Для Еврейской Идеи, полагала я, характерны два важнейших признака. Первый из них — отказ от идолопоклонства, второй, вытекающий из первого, — проведение различий[18], понимание того, что выводы, касающиеся чего-то одного, нельзя переносить на что-то другое. Совместно эти два идеала, приняв форму жесткой необходимости, и сотворили еврейскую историю. Будущее еврейской литературы я видела в том, чтобы проникать в сущность еврейства — не в частном, не в локальном, не в социологическом, не в «этническом», а в принципиальном смысле — и извлекать из этого нечто содержательное. Быть евреем — значит опираться на нашу долгую историю, но не только; быть евреем — значит принадлежать к определенной цивилизации, выразившей себя через посредство необъятной культуры, которая, помимо ряда основополагающих понятий, обладает множеством текстов и социальных установок, разъясняющих эти понятия. По сравнению с основательностью, присущей этому состоянию — или этой возможности, — до чего же легковесны сочинения тех писателей «еврейского происхождения», чьи персонажи — бледные, вялые отзвуки того, что оказалось у автора под рукой: того или иного столкновения человеческих масс!

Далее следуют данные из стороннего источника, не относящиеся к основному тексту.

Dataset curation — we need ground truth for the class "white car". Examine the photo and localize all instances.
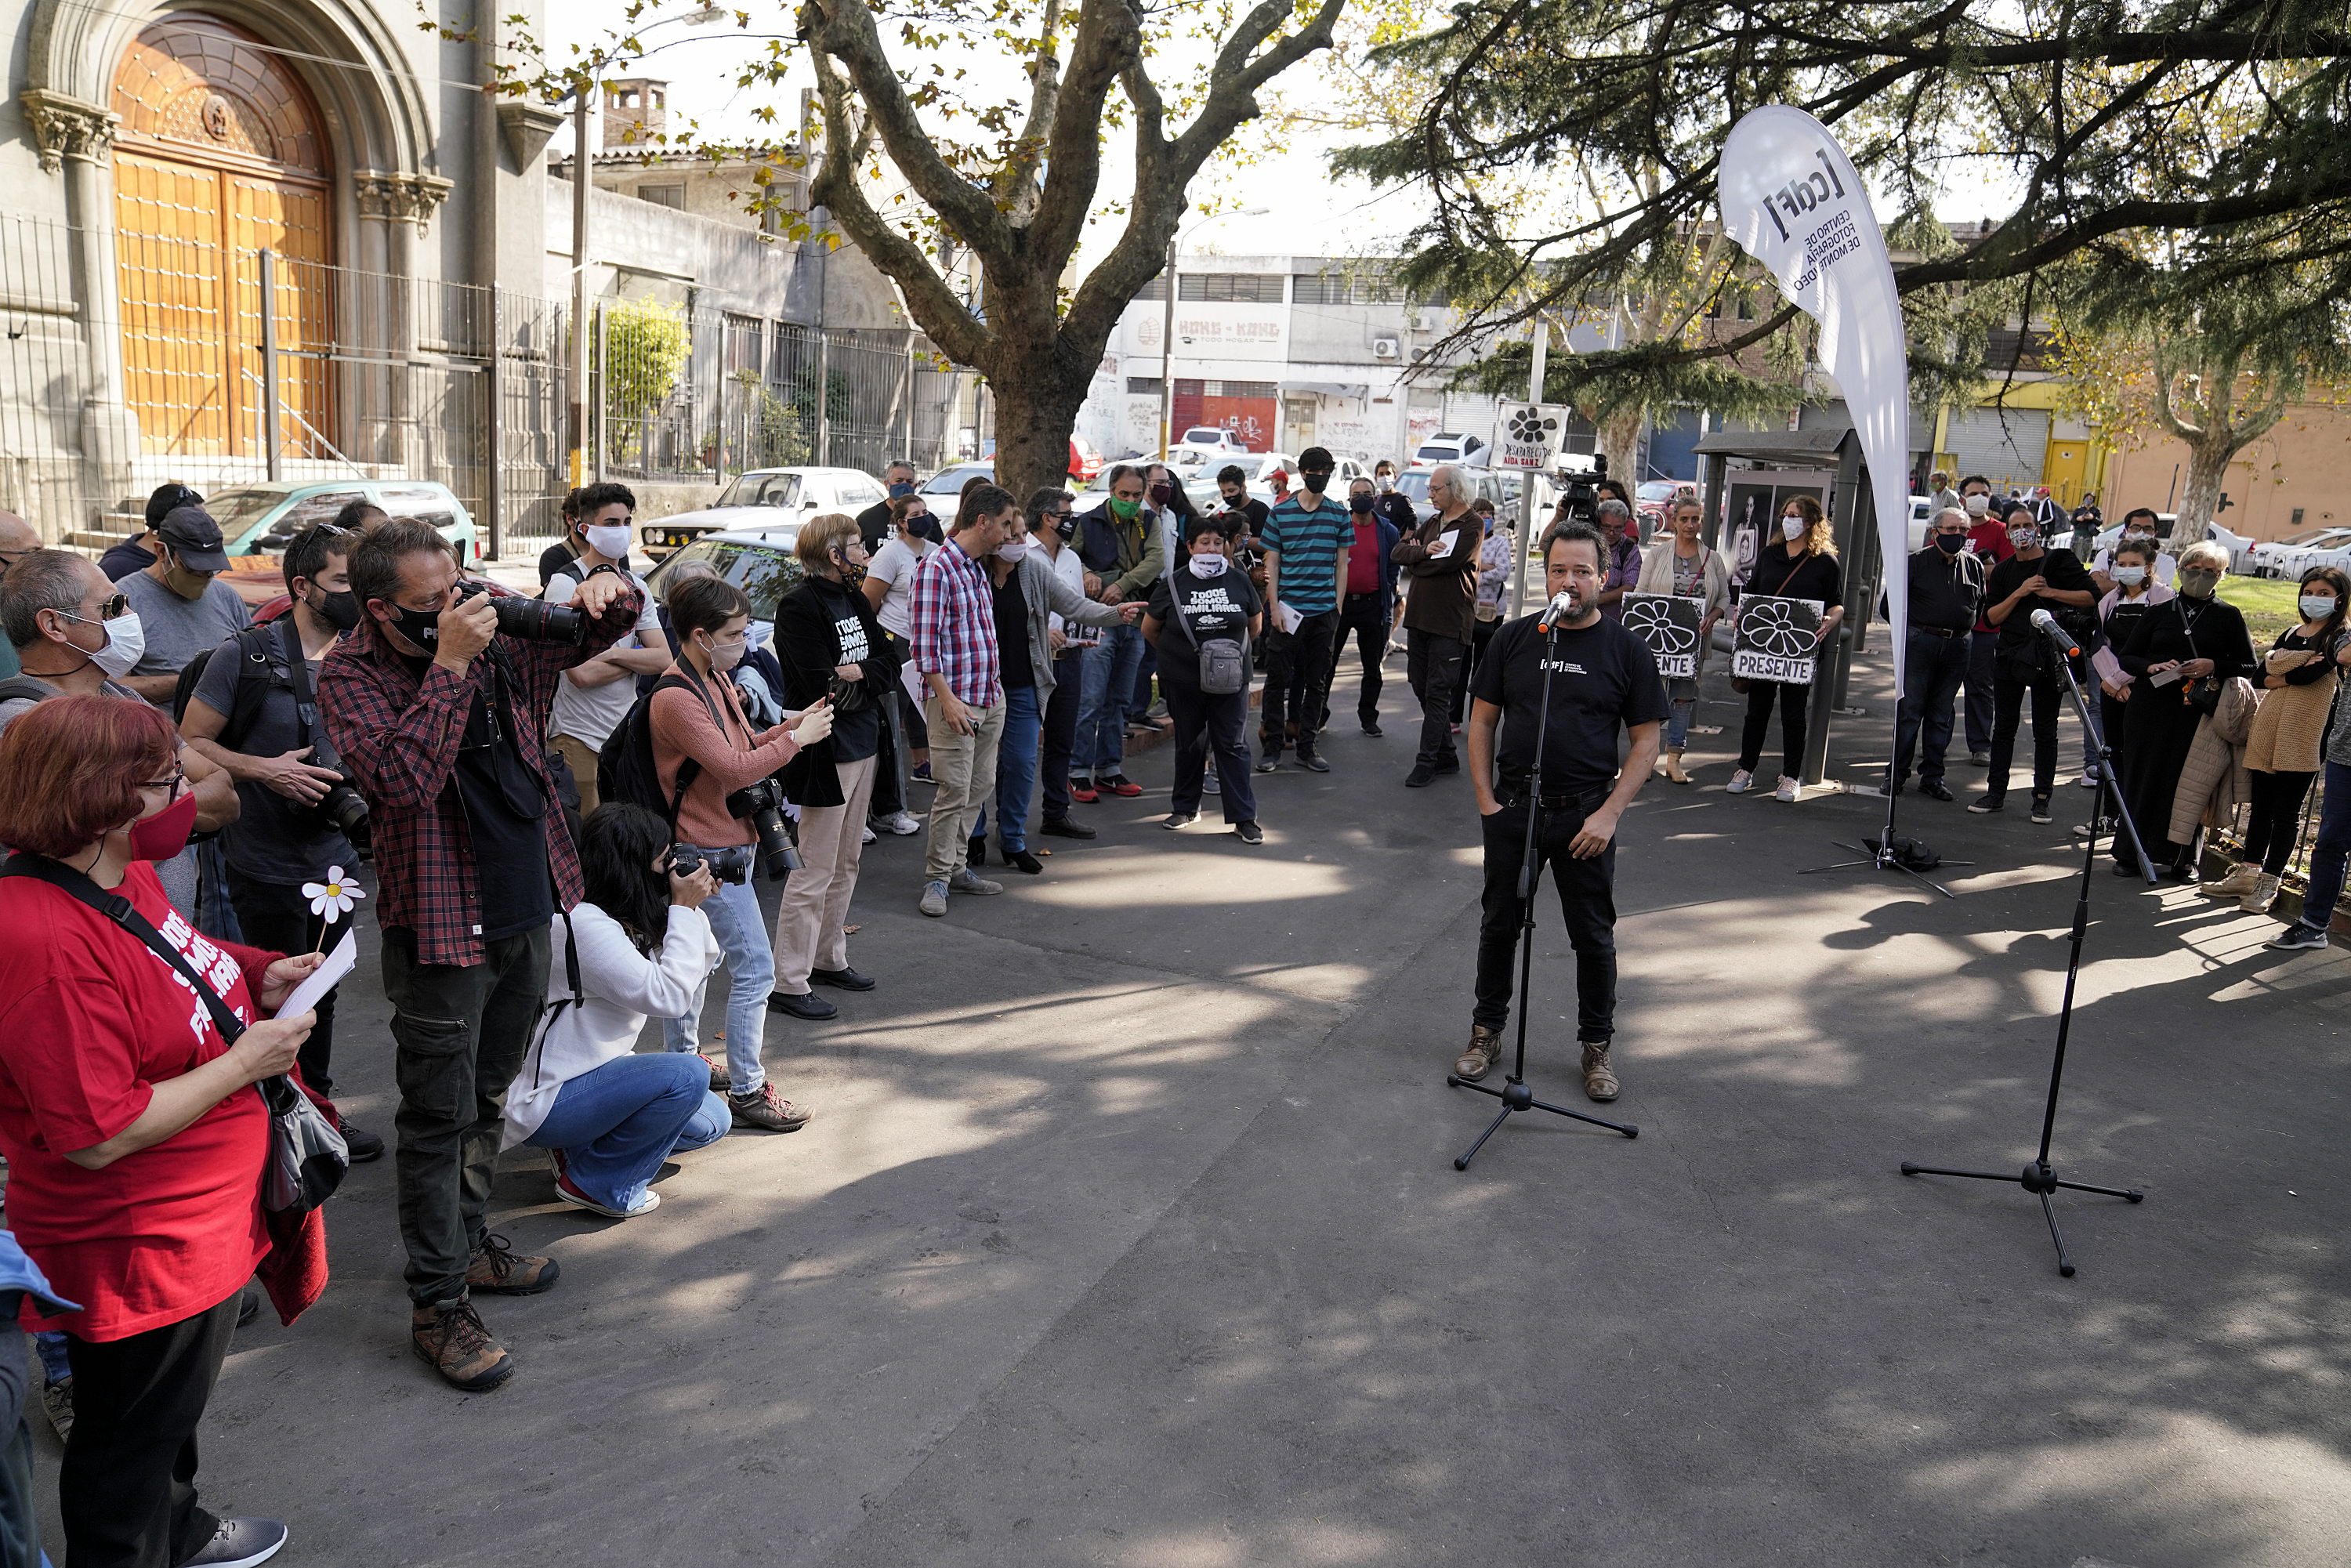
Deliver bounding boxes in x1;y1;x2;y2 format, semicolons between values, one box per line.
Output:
639;466;889;558
2250;527;2351;578
1907;494;1934;553
1407;431;1491;469
1245;454;1367;507
1176;426;1250;454
2091;515;2255;573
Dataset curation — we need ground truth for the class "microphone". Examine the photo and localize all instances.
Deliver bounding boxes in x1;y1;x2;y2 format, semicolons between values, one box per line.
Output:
2029;607;2081;657
1538;589;1581;632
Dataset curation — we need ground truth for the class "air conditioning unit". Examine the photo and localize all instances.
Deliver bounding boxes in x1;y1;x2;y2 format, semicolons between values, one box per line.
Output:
1371;336;1401;359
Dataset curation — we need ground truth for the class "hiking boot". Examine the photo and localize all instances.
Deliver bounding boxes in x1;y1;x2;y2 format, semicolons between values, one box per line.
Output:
948;867;1004;896
1453;1024;1503;1082
467;1234;559;1295
1580;1040;1620;1102
729;1083;811;1132
700;1052;730;1092
2201;861;2259;898
918;879;949;917
2241;871;2282;914
1659;747;1690;785
412;1298;514;1392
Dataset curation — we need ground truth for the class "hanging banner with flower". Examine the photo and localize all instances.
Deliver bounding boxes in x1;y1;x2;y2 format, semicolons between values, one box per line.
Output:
1732;596;1825;684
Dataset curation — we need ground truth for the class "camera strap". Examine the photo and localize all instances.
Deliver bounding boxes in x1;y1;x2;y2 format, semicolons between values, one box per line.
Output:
280;618;318;747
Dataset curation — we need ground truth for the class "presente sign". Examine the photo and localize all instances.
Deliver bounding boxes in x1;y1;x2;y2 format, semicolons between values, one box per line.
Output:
1731;595;1825;685
1493;404;1570;470
1622;593;1704;679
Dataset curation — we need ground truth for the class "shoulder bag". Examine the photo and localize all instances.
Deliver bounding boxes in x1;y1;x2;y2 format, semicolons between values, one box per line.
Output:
1161;572;1250;696
0;855;348;1213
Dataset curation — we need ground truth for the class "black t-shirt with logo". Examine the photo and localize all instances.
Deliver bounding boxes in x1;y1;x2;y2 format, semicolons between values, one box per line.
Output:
1987;549;2093;651
1147;564;1263;690
1470;612;1670;795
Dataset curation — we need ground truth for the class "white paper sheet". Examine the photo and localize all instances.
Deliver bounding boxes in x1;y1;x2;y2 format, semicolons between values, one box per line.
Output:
1273;600;1303;635
274;930;356;1020
1423;531;1458;560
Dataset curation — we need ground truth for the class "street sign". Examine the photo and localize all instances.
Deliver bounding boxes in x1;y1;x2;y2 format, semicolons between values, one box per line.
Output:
1494;403;1569;469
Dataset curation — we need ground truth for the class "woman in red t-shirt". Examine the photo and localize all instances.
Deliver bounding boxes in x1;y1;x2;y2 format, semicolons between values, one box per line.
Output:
0;697;318;1568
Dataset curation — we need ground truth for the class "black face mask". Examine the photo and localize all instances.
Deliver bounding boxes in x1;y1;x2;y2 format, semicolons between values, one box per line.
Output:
1349;496;1373;515
1301;471;1332;495
310;588;361;632
1148;482;1172;505
382;600;444;651
1935;533;1965;556
907;514;943;544
1055;513;1078;541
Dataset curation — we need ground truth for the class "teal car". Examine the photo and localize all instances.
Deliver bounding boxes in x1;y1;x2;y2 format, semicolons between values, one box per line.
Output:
197;480;484;566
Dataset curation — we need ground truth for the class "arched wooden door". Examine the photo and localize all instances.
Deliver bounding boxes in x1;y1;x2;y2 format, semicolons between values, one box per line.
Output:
111;14;332;458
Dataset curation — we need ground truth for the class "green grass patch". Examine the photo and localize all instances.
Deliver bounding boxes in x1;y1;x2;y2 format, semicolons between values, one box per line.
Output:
2218;575;2300;646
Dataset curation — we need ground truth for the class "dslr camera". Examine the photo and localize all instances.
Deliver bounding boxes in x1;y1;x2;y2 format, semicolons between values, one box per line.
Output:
667;842;755;885
308;767;372;858
725;777;803;882
455;579;588;645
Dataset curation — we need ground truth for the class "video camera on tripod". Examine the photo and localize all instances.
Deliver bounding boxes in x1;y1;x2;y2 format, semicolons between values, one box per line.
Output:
1551;452;1608;528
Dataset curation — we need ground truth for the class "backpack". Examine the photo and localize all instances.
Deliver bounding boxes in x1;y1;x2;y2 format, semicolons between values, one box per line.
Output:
596;672;703;831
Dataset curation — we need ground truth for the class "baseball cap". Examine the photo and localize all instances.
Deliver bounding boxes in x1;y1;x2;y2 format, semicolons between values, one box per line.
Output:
145;482;204;528
155;505;232;574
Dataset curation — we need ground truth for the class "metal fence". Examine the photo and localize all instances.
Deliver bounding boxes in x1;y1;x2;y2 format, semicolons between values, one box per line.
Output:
0;209;958;559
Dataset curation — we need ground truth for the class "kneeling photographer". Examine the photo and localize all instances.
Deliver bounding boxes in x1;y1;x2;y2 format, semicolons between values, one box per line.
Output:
180;520;384;1159
319;515;645;1391
649;574;833;1133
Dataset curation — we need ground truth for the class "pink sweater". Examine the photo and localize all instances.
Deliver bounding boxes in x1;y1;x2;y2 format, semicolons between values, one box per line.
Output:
649;664;799;846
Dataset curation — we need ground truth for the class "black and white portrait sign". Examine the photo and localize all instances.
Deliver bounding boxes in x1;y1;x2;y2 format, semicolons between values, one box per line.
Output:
1732;596;1825;684
1621;593;1704;679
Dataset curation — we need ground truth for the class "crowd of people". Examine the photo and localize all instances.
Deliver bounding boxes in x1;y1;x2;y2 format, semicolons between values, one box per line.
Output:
0;451;2335;1566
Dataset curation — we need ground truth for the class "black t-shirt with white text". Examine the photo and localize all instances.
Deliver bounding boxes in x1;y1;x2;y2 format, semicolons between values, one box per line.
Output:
1987;549;2093;650
1147;564;1264;688
1470;612;1670;795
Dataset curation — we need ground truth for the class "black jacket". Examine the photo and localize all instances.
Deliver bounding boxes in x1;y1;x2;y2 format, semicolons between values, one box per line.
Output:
770;574;900;809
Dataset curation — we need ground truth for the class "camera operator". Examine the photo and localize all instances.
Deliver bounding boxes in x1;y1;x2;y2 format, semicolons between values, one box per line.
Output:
650;574;833;1133
1458;521;1667;1103
179;521;384;1161
317;516;643;1392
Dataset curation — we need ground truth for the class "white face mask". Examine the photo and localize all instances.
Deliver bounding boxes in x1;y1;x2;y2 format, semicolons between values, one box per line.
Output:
2009;528;2038;551
701;630;748;672
2301;596;2338;621
67;608;146;679
2111;565;2147;588
996;538;1029;563
1188;550;1229;578
1964;494;1991;516
585;523;632;559
1781;516;1806;541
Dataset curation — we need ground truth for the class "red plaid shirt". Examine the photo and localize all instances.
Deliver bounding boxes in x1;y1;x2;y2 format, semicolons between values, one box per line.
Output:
909;537;1002;708
317;581;644;967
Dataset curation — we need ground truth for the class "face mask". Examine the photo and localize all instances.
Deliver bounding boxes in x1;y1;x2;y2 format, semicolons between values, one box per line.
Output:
906;515;941;544
1110;498;1141;520
2111;565;2147;588
1935;533;1965;555
700;630;748;672
384;601;444;651
1188;551;1229;578
1056;514;1078;542
1965;495;1991;516
2301;596;2338;621
1781;517;1806;541
80;609;145;679
997;538;1028;563
2177;567;2220;600
1349;496;1373;516
1148;482;1172;505
128;788;197;863
585;523;632;559
2009;529;2037;551
308;588;361;632
888;481;915;498
162;559;212;601
1301;471;1331;495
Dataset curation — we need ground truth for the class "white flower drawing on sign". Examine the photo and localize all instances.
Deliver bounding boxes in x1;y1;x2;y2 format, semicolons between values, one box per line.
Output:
1743;599;1814;659
1624;596;1697;654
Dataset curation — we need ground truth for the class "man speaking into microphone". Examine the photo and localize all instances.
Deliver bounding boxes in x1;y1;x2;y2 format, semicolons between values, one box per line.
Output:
1455;521;1668;1100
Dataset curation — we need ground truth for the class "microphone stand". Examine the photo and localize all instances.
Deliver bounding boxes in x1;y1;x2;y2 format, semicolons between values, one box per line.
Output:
1800;613;1972;899
1899;617;2155;1275
1447;602;1639;1170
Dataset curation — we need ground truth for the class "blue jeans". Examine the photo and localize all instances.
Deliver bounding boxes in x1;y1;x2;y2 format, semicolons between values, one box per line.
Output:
2291;759;2351;936
661;866;774;1095
1665;676;1697;749
1894;628;1970;782
1072;622;1144;777
974;683;1043;852
524;1054;727;1212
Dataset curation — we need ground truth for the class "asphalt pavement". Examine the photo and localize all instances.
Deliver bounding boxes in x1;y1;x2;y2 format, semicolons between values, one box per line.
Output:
44;642;2348;1567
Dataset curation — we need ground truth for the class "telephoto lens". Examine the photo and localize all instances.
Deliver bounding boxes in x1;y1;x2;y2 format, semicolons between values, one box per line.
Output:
457;581;588;643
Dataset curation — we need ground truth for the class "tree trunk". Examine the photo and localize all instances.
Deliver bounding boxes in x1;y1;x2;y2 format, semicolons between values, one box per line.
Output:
987;355;1092;506
2168;430;2233;556
1599;406;1646;482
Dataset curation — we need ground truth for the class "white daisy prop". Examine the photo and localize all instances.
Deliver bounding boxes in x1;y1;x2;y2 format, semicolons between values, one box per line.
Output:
301;867;365;950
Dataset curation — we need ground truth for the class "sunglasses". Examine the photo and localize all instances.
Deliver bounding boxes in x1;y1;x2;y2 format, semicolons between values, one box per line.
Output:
63;593;130;625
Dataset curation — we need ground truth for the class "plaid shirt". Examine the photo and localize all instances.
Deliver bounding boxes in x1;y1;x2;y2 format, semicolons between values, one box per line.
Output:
908;537;1001;708
317;580;644;968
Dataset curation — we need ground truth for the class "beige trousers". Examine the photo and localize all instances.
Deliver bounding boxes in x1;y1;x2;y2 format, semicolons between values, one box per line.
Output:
923;695;1005;882
549;730;603;818
770;755;878;994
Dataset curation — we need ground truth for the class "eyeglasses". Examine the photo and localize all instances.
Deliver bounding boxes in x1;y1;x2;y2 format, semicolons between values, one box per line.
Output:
140;765;187;797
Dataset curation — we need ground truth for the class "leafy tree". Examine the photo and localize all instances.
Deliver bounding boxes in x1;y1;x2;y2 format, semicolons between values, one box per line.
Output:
603;298;693;466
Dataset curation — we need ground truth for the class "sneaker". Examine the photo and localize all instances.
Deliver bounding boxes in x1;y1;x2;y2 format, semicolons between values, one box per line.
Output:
910;762;935;785
1968;792;2006;813
1041;816;1097;840
874;809;922;836
1725;769;1755;794
2078;766;2103;788
1361;720;1383;737
336;1115;386;1163
411;1298;513;1391
1099;774;1144;798
1432;753;1461;774
2266;923;2331;951
1773;775;1800;802
1234;820;1264;846
555;1172;658;1219
1579;1040;1619;1103
1404;764;1436;788
1453;1024;1502;1082
2029;793;2053;824
39;1378;70;1443
1967;751;1991;767
1296;752;1331;773
1252;756;1281;774
918;879;949;917
861;824;878;845
768;990;839;1021
2241;871;2282;914
2201;862;2260;898
1070;777;1100;804
467;1234;559;1295
177;1517;290;1568
1203;766;1221;795
1163;811;1198;831
948;867;1005;895
729;1083;812;1132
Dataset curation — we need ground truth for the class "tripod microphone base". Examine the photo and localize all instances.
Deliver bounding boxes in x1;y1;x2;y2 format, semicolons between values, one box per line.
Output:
1900;1160;2146;1276
1446;1073;1637;1169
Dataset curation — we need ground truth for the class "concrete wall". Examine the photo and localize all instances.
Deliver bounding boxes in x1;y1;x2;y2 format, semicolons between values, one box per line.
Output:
2103;404;2351;543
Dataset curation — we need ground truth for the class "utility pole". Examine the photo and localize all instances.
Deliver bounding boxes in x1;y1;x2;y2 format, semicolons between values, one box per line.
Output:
1509;315;1549;617
1156;233;1177;460
568;85;592;488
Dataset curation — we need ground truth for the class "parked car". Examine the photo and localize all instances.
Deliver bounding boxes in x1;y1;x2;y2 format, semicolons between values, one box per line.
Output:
1070;436;1105;482
2088;514;2255;571
1389;467;1524;527
202;479;482;567
1072;468;1223;515
1633;480;1689;537
2249;527;2351;578
1176;427;1250;454
1245;454;1367;507
643;526;806;625
1907;494;1935;553
639;466;889;559
918;461;998;501
1407;432;1490;470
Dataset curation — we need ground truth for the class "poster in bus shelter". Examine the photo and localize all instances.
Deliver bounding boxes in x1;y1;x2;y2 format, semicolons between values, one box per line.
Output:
1731;596;1826;685
1621;593;1704;679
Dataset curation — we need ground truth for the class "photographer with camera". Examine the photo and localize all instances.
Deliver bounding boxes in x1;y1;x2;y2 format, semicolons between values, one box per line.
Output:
317;516;643;1390
179;521;384;1161
650;574;833;1131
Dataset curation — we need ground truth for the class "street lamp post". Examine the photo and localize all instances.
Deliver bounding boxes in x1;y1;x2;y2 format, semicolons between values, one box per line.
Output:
1156;207;1268;459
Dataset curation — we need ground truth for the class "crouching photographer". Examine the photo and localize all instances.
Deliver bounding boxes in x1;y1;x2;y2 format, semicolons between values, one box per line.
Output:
649;574;833;1133
317;516;643;1391
180;521;385;1160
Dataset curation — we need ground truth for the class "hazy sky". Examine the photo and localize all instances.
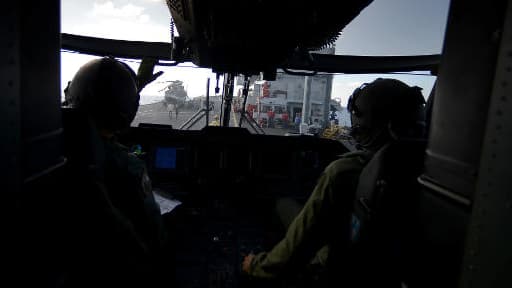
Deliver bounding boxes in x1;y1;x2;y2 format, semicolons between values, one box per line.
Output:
60;0;450;105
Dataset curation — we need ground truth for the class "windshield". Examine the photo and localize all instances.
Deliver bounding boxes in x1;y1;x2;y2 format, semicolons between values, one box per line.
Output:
334;0;450;56
61;0;172;42
132;66;435;134
61;0;450;55
61;0;444;136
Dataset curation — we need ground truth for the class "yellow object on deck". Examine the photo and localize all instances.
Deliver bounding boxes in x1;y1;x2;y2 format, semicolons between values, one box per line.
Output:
210;115;220;126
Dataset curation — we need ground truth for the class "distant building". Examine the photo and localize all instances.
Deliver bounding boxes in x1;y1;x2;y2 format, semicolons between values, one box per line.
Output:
243;47;335;128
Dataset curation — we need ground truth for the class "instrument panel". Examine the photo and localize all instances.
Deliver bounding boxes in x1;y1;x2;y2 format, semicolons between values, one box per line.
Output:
120;125;349;287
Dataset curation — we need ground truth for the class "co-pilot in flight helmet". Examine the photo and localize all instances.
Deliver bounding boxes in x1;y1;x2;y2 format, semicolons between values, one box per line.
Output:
347;78;426;148
64;56;140;132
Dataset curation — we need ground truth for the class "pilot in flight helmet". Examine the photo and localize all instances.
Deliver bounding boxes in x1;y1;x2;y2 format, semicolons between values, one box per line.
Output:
347;78;426;149
64;56;140;133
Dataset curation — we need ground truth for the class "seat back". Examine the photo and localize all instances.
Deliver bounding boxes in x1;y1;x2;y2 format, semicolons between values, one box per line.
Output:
346;139;426;287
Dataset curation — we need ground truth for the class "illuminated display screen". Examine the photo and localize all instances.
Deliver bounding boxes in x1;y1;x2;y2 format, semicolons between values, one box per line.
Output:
155;147;177;169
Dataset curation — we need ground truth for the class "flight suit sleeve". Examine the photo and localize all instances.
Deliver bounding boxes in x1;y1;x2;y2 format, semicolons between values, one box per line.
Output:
247;152;369;278
129;157;167;253
111;147;161;247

В последнее время я много думала о культурной судьбе этих писателей. То, что приходит мне сейчас в голову, до «теории» сильно не дотягивает; это лишь некая медитация, смутное размышление о последствиях еврейского Просвещения и на сопутствующую тему — об эмансипации евреев.
Гершом Шолем[19], проявляя удивительную интеллектуальную отвагу, показал, что Шабтай Цви[20], лжемессия XVII столетия, был предтечей и пылкого еврейского Просвещения, и реформистского иудаизма. Электризующим стержнем, который сближает эти несхожие, казалось бы, нити мышления (иррациональное массовое заблуждение породило рациональный скептицизм!), послужило целенаправленное облегчение «ярма Закона», сознательное стремление Шабтая Цви разорвать цепь людской приверженности центральной корневой исторической системе еврейского самовыражения. Человек маниакально-депрессивного склада, лжемессия «вел себя странно», совершал, вдохновленный каббалой, небывалые религиозные обряды; и после того, говорит Шолем, как была выпестована свобода от еврейского мейнстрима, еврейское мышление получило возможность двигаться — и двинулось — по многим путям, до той поры немыслимым. Многообразные течения XIX века, в которых евреи активно участвовали, в том числе социализм и секуляризм, были в определенной мере следствиями вулканических псевдотеологических событий XVII столетия. Шабтай Цви, надеявшийся с триумфом привести освобожденный еврейский народ обратно в Иерусалим, не ждавший ничего хорошего от Европы с ее стесненностью, с ее ненавистничеством, провозгласил свою собственную, готовую к употреблению мессианистскую эмансипацию; правила, показал он, можно нарушать, общество и политика не всегда преграждают путь, ничто, что можно вообразить, нельзя считать нелепым. Уже само то, что он окончил дни в лоне ислама, который его вынудили принять, казалось вопиющей нелепицей; но к тому времени он уже успел показать жестко структурированному и скованному ограничениями сообществу: произойти может все, что угодно.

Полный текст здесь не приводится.